Package 'rigvf'

Title: R interface to the IGVF Catalog
Description: The IGVF Catalog provides data on the impact of genomic variants on function. The `rigvf` package provides an interface to the IGVF Catalog, allowing easy integration with Bioconductor resources.
Authors: Martin Morgan [aut] , Michael Love [aut, cre] , NIH NHGRI UM1HG012003 [fnd]
Maintainer: Michael Love <[email protected]>
License: MIT + file LICENSE
Version: 0.99.6
Built: 2025-03-27 03:37:56 UTC
Source: https://github.com/bioc/rigvf

Help Index


Internal interface to ArangoDB REST API

Description

Objects documented on this page are for developer use. arango_request() formulates 'GET' or 'POST' to the ArangoDB API.

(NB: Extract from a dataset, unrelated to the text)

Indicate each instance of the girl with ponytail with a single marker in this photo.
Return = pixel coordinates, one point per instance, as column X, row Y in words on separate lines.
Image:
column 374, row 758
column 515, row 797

arango_auth() uses username and password to authenticate against the database.

arango_collections() implements the ⁠_api/collection⁠ endpoint for available collections in the IGVF database.

arango_cursor() implements the ⁠_api/cursor⁠ endpoint to allow a user-specified query of the IGVF database.

Usage

arango_request(path, ..., body = NULL, jwt_token = NULL)

arango_auth(
  username = rigvf_config$get("username"),
  password = rigvf_config$get("password")
)

arango_collections(
  username = rigvf_config$get("username"),
  password = rigvf_config$get("password")
)

arango_cursor(
  query,
  ...,
  username = rigvf_config$get("username"),
  password = rigvf_config$get("password")
)

Arguments

path

character(1) path to the API end point. Note that database-specfic paths are prefixed with ⁠/_db/igvf⁠.

...

for arango_request(), named arguments to be used a query parameters. for arango_cursor(), named arguments to be interpreted as bind variables in the query.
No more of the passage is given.